Heckman argues that because the Board's resolution mistakenly cited section 1000 and because it did not specify that the "established election date" was that for mailed ballot elections, the Board violated a mandatory provision of law and the election should be invalidated. He relies on Daniels v. Tergeson (1989) 211 Cal.App.3d 1204, which considered a post-election challenge to a candidate's eligibility. A statute required a candidate for office to be a registered voter in the district at least 30 days before the deadline for filing nomination papers, but the candidate had been registered only 28 days in advance. (Id. at pp. 1206-1207; Gov. Code, § 25041.) The appellate court explained that the effect of election irregularities depended on whether the statute violated was directory or mandatory: "A violation of a mandatory provision vitiates an election. Departure from a directory provision does not render the election void if there has been substantial compliance with the law, and there is no indication that the result of the election was changed or the rights of voters impaired by the violation." (Daniels, at p. 1208.) Explaining the difference between the two, the court explained that "[w]hether a provision is mandatory or directory depends on the character of the act prescribed. If it goes to the substance or necessarily affects the merits or results of an election, the provision is mandatory. Provisions relating to the time and place of holding elections, the qualifications of voters and candidates and other matters of that character are mandatory." (Ibid.) Because the statute at issue in Daniels affected the merits of an election by determining who was eligible to be a candidate, it was mandatory, and its violation resulted in nullification of the election. (Id. at pp. 1209, 1213.)

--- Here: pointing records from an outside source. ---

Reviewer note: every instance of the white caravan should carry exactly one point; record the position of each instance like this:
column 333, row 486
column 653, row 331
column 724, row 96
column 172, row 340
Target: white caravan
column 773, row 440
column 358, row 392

Heckman argues that the provisions governing the dates for regular and mail-ballot elections similarly are mandatory, that the Board did not authorize the use of mailed ballots or give notice to the voters that the election would be by mail, and that the election accordingly was invalid.

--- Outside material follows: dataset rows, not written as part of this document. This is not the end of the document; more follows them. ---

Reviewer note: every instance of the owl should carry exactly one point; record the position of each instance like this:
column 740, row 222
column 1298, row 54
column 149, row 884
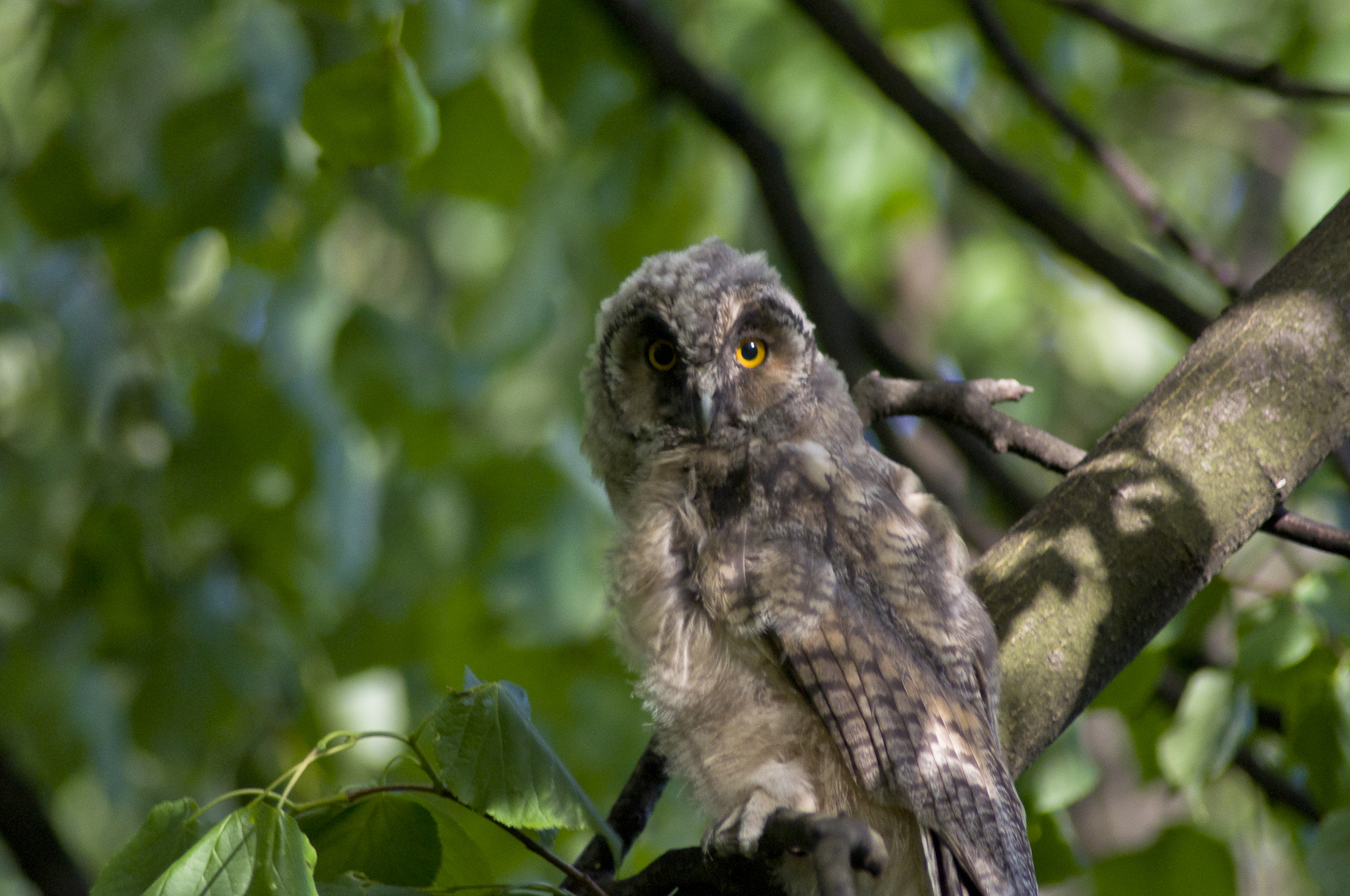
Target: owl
column 794, row 603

There are multiple problems with this argument. First, we cannot grant the relief Heckman's petition sought. He requested a writ of mandate ordering the Board to rescind the notice of election; a declaration that the May 3, 2022 election may not proceed; an injunction preventing Depuis, Cooper, Monroe, and the Board from proceeding with the election; and a writ of mandate ordering them to amend the ballot question for the parcel tax measure and the argument in favor of the measure. But the election date was well over a year ago, and we cannot stop an election that has already taken place. (See Long v. Hultberg (1972) 27 Cal.App.3d 606, 608-609 [dismissing appeal as moot]; Lenahan v. City of Los Angeles (1939) 14 Cal.2d 128, 132 (Lenahan) [plaintiffs "may not, after the election has been held, still urge a court to stop it"].)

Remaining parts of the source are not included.